I've done a fair amount of learning since I last posted. OpenCL stopped being just a specification and now has a concrete implementation.
I upgraded my MacBook to Snow Leopard and got access to a fairly solid implementation. I say 'fairly' because it exhibits a few interesting quirks... I can pretty reliably get it to throw memory access errors even when I am doing nothing exotic. More about this if I can nail down why it is happening.
I've recently installed ATI Stream SDK 2.0 beta 2 to my 'Windows Beast' only to discover that beta 3 is the only one so far that works with the toolkit that I am using.
At present I am using
OpenCL4Java to provide the Java bindings to OpenCL they are developing fast and have the advantage of using JNA so there needs to be no native installs past the OpenCL drivers.
It has proved both easier and harder than I expected - I hadn't realised how much C I had forgotten, but then again the syntactical similarities with Java made it easier for me to get to grips with.

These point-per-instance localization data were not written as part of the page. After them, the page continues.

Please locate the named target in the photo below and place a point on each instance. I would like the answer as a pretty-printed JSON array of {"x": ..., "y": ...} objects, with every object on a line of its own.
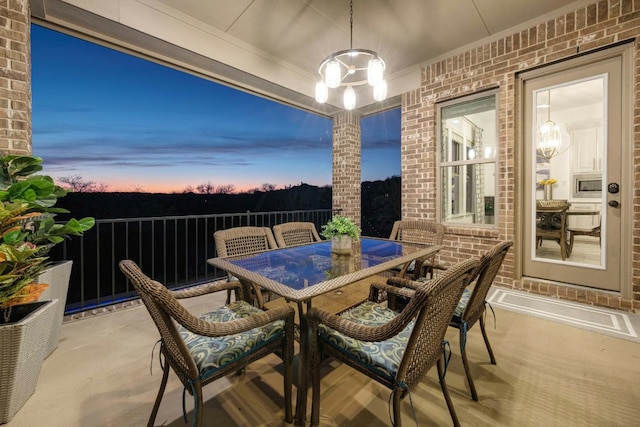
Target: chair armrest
[
  {"x": 209, "y": 288},
  {"x": 399, "y": 282},
  {"x": 357, "y": 330},
  {"x": 218, "y": 329},
  {"x": 389, "y": 289}
]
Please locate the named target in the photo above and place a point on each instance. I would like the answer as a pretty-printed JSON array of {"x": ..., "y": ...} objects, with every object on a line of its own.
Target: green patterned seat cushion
[
  {"x": 462, "y": 305},
  {"x": 382, "y": 357},
  {"x": 213, "y": 353}
]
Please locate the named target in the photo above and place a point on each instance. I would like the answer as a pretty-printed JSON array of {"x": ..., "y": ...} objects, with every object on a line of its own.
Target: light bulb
[
  {"x": 322, "y": 92},
  {"x": 332, "y": 74}
]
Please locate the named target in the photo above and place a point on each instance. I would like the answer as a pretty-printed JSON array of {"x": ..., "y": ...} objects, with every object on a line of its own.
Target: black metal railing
[{"x": 173, "y": 250}]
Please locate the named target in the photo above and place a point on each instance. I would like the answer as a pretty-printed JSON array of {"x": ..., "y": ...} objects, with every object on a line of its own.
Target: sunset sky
[{"x": 132, "y": 124}]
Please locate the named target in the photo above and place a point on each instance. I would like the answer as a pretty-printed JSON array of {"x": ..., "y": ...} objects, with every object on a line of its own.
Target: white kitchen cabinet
[{"x": 587, "y": 148}]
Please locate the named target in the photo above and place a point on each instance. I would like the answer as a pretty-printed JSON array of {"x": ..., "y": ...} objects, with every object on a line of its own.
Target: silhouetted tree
[
  {"x": 205, "y": 188},
  {"x": 225, "y": 189},
  {"x": 77, "y": 184}
]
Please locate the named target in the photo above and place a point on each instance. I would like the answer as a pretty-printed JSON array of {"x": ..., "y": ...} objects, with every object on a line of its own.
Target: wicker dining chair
[
  {"x": 295, "y": 233},
  {"x": 471, "y": 307},
  {"x": 203, "y": 349},
  {"x": 418, "y": 231},
  {"x": 394, "y": 349},
  {"x": 241, "y": 241}
]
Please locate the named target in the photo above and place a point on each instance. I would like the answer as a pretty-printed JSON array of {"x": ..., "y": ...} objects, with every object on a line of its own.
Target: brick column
[
  {"x": 347, "y": 171},
  {"x": 15, "y": 77}
]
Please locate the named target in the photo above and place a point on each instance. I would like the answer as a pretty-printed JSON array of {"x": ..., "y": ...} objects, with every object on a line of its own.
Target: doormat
[{"x": 595, "y": 319}]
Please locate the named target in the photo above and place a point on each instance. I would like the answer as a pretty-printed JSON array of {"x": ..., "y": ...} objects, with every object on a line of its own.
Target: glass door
[{"x": 572, "y": 132}]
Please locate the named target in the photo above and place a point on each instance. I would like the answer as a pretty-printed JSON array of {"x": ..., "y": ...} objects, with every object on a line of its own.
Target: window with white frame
[{"x": 467, "y": 143}]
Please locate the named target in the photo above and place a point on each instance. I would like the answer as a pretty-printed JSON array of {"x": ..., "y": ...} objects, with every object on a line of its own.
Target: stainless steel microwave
[{"x": 587, "y": 185}]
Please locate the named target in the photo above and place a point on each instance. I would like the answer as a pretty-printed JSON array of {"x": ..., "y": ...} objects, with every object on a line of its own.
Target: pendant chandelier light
[
  {"x": 550, "y": 143},
  {"x": 351, "y": 68}
]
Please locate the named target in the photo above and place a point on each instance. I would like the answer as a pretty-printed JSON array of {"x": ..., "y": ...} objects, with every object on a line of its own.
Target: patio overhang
[{"x": 274, "y": 49}]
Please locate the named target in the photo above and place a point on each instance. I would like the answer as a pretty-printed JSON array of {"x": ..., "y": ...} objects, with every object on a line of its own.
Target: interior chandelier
[
  {"x": 348, "y": 68},
  {"x": 550, "y": 143}
]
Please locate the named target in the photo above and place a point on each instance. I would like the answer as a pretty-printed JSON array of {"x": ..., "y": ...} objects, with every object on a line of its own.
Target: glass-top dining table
[{"x": 301, "y": 273}]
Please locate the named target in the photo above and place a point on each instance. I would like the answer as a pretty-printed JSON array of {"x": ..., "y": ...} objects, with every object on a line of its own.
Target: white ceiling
[{"x": 274, "y": 47}]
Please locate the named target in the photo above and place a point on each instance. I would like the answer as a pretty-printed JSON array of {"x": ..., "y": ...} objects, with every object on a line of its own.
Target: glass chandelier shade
[
  {"x": 549, "y": 141},
  {"x": 351, "y": 68},
  {"x": 349, "y": 98}
]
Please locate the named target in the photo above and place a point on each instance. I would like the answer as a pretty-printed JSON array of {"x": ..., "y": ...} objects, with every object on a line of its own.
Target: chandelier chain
[{"x": 351, "y": 25}]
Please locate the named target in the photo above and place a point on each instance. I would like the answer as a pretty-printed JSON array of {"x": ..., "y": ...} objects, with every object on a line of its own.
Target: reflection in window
[{"x": 468, "y": 142}]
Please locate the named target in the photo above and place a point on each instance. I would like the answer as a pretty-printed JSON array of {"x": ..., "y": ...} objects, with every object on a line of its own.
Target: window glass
[{"x": 468, "y": 140}]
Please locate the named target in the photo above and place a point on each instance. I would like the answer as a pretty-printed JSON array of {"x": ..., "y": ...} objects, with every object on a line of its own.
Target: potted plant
[
  {"x": 341, "y": 231},
  {"x": 28, "y": 231}
]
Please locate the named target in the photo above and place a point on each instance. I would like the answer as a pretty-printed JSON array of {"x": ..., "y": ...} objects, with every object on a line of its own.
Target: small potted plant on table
[{"x": 342, "y": 232}]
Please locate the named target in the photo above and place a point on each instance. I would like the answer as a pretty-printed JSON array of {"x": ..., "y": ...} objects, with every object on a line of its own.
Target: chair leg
[
  {"x": 465, "y": 362},
  {"x": 163, "y": 385},
  {"x": 315, "y": 394},
  {"x": 198, "y": 408},
  {"x": 397, "y": 401},
  {"x": 486, "y": 341},
  {"x": 445, "y": 392},
  {"x": 288, "y": 381}
]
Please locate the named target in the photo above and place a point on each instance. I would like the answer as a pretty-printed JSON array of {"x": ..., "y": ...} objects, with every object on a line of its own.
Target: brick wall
[
  {"x": 15, "y": 77},
  {"x": 346, "y": 164},
  {"x": 493, "y": 65}
]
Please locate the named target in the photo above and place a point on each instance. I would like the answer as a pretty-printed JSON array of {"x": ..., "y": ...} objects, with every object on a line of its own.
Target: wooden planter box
[
  {"x": 23, "y": 347},
  {"x": 57, "y": 277}
]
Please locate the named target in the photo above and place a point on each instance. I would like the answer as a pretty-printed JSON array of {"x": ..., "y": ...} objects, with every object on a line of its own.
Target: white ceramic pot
[{"x": 341, "y": 244}]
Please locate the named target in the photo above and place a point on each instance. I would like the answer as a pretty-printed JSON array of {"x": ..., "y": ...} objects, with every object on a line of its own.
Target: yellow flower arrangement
[{"x": 549, "y": 181}]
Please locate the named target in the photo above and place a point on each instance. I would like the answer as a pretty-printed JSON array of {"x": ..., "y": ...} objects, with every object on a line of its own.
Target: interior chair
[
  {"x": 394, "y": 349},
  {"x": 203, "y": 349},
  {"x": 241, "y": 241},
  {"x": 575, "y": 231},
  {"x": 471, "y": 307},
  {"x": 418, "y": 231},
  {"x": 551, "y": 224},
  {"x": 295, "y": 233}
]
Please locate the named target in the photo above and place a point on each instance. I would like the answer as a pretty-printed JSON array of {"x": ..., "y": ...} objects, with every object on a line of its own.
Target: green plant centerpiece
[
  {"x": 28, "y": 229},
  {"x": 342, "y": 232}
]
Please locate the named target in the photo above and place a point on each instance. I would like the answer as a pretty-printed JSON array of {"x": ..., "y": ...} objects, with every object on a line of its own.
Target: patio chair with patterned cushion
[
  {"x": 418, "y": 231},
  {"x": 295, "y": 233},
  {"x": 471, "y": 307},
  {"x": 203, "y": 349},
  {"x": 242, "y": 241},
  {"x": 394, "y": 349}
]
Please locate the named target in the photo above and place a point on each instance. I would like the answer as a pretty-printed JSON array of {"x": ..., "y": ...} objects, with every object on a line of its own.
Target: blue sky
[{"x": 132, "y": 124}]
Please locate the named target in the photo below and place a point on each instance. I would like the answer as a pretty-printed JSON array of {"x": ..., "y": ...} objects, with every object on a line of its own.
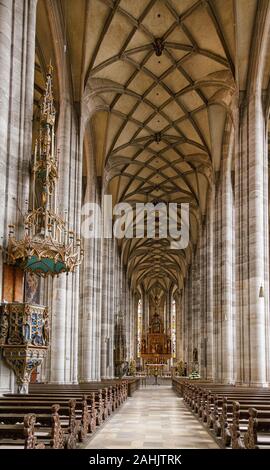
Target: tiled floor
[{"x": 154, "y": 418}]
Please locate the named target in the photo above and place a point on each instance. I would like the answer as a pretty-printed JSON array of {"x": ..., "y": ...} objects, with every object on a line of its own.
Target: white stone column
[
  {"x": 65, "y": 299},
  {"x": 17, "y": 59},
  {"x": 251, "y": 202}
]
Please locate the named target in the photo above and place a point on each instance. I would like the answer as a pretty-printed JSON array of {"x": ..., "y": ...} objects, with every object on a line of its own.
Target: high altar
[{"x": 156, "y": 346}]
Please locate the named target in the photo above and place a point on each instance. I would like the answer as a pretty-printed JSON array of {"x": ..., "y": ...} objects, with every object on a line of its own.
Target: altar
[{"x": 155, "y": 347}]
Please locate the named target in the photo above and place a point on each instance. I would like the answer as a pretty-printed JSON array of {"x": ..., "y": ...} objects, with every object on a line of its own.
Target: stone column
[
  {"x": 65, "y": 299},
  {"x": 17, "y": 59},
  {"x": 251, "y": 204}
]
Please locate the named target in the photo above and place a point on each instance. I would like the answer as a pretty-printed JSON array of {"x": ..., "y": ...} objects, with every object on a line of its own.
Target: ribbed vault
[
  {"x": 157, "y": 68},
  {"x": 155, "y": 79}
]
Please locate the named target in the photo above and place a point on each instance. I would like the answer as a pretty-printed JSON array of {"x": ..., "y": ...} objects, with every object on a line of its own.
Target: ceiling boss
[{"x": 48, "y": 247}]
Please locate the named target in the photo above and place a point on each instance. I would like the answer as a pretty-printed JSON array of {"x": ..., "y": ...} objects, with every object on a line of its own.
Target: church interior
[{"x": 115, "y": 116}]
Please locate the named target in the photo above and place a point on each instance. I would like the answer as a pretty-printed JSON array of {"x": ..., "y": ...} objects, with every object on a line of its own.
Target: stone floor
[{"x": 154, "y": 418}]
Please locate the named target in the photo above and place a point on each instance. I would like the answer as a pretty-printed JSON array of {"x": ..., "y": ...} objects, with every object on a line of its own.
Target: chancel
[{"x": 134, "y": 208}]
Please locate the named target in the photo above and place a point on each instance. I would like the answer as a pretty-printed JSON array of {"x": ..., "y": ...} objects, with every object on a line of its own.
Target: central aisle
[{"x": 154, "y": 418}]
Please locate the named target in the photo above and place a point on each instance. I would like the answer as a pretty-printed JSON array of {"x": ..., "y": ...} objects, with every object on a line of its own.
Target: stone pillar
[
  {"x": 65, "y": 298},
  {"x": 226, "y": 248},
  {"x": 251, "y": 205},
  {"x": 17, "y": 59}
]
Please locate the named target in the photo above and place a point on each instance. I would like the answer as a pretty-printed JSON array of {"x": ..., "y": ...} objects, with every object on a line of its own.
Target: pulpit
[{"x": 24, "y": 339}]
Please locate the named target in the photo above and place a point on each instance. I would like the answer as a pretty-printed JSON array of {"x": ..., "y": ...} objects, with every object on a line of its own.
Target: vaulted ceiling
[
  {"x": 157, "y": 67},
  {"x": 156, "y": 78}
]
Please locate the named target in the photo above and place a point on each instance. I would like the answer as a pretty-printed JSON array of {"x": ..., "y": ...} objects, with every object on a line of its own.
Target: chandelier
[{"x": 48, "y": 246}]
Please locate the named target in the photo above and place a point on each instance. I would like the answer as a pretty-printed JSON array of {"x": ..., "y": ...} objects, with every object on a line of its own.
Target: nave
[
  {"x": 134, "y": 235},
  {"x": 153, "y": 418}
]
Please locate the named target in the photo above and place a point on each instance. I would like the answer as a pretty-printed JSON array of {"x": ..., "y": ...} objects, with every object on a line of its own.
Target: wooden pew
[{"x": 231, "y": 413}]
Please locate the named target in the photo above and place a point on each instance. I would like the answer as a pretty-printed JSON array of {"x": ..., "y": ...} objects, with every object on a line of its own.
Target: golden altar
[{"x": 155, "y": 346}]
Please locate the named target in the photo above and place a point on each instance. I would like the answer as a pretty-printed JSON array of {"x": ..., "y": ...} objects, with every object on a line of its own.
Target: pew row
[{"x": 237, "y": 417}]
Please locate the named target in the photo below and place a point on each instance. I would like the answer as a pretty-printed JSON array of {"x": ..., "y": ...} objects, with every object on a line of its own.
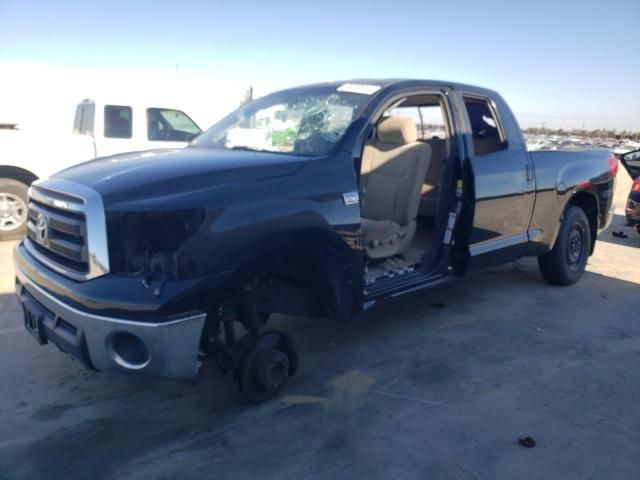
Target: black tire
[
  {"x": 565, "y": 263},
  {"x": 13, "y": 209}
]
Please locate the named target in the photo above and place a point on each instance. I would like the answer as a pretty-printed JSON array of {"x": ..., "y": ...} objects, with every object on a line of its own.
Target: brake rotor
[{"x": 266, "y": 365}]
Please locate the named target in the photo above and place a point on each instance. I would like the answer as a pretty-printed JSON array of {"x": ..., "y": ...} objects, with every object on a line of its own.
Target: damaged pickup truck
[{"x": 318, "y": 201}]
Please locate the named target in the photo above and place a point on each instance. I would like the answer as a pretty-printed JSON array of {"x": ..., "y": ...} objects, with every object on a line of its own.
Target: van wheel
[
  {"x": 565, "y": 263},
  {"x": 13, "y": 209}
]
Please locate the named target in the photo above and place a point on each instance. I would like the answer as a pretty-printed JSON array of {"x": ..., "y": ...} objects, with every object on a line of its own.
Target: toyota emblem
[{"x": 41, "y": 228}]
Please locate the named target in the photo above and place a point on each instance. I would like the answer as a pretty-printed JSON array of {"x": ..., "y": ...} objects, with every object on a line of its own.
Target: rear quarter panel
[{"x": 559, "y": 176}]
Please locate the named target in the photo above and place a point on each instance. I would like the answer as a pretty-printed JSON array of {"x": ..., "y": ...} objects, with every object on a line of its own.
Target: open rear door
[{"x": 631, "y": 162}]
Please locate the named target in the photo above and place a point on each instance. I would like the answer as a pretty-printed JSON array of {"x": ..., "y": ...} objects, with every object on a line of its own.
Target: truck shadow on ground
[
  {"x": 75, "y": 421},
  {"x": 619, "y": 224}
]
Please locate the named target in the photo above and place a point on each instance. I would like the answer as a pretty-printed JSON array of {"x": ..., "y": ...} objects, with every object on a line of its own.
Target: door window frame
[{"x": 494, "y": 111}]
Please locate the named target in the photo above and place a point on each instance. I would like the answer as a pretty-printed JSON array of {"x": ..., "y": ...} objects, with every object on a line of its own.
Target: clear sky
[{"x": 567, "y": 63}]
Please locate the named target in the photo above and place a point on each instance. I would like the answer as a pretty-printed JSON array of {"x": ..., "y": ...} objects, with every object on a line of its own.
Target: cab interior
[{"x": 400, "y": 185}]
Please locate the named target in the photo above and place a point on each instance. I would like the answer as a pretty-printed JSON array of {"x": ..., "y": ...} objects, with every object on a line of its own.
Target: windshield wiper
[{"x": 249, "y": 149}]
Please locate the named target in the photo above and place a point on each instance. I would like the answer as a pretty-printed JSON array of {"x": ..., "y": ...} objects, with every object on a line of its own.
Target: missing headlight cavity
[{"x": 146, "y": 244}]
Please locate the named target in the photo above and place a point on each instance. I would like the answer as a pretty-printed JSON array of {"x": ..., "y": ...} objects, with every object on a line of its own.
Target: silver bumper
[{"x": 168, "y": 348}]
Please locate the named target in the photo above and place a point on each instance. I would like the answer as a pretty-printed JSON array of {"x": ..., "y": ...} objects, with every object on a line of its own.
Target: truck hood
[{"x": 142, "y": 176}]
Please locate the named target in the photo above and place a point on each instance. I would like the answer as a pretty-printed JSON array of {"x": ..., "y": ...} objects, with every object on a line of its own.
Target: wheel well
[
  {"x": 589, "y": 205},
  {"x": 298, "y": 276},
  {"x": 17, "y": 173}
]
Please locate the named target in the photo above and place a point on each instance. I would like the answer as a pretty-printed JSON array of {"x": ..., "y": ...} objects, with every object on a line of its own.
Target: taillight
[{"x": 613, "y": 165}]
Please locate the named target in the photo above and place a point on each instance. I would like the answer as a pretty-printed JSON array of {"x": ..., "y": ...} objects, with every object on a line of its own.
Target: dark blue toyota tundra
[{"x": 320, "y": 200}]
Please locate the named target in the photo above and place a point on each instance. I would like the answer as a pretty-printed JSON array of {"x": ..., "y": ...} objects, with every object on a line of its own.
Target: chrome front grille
[{"x": 66, "y": 229}]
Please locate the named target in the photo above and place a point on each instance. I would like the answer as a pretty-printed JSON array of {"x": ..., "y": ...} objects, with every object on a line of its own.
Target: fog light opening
[{"x": 129, "y": 351}]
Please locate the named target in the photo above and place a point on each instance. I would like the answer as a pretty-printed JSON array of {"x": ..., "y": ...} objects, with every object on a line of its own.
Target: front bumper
[{"x": 165, "y": 347}]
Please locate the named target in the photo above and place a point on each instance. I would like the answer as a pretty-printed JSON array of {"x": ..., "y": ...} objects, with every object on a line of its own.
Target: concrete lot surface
[{"x": 439, "y": 384}]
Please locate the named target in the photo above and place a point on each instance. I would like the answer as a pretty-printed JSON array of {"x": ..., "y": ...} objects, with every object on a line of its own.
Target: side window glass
[
  {"x": 428, "y": 117},
  {"x": 117, "y": 121},
  {"x": 412, "y": 112},
  {"x": 484, "y": 127}
]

I walked through the various examples and tinkered with them until I had at least a basic grip. For my first program I decided to use a nearly perfect algorithm for scaling on multiple threads, the Mandelbrot set. Pseudo code for the algorithm is widely disseminated but to be honest the OpenCL implementation is clear enough. I'll present my take here and with it I will highlight some of the interesting features of OpenCL.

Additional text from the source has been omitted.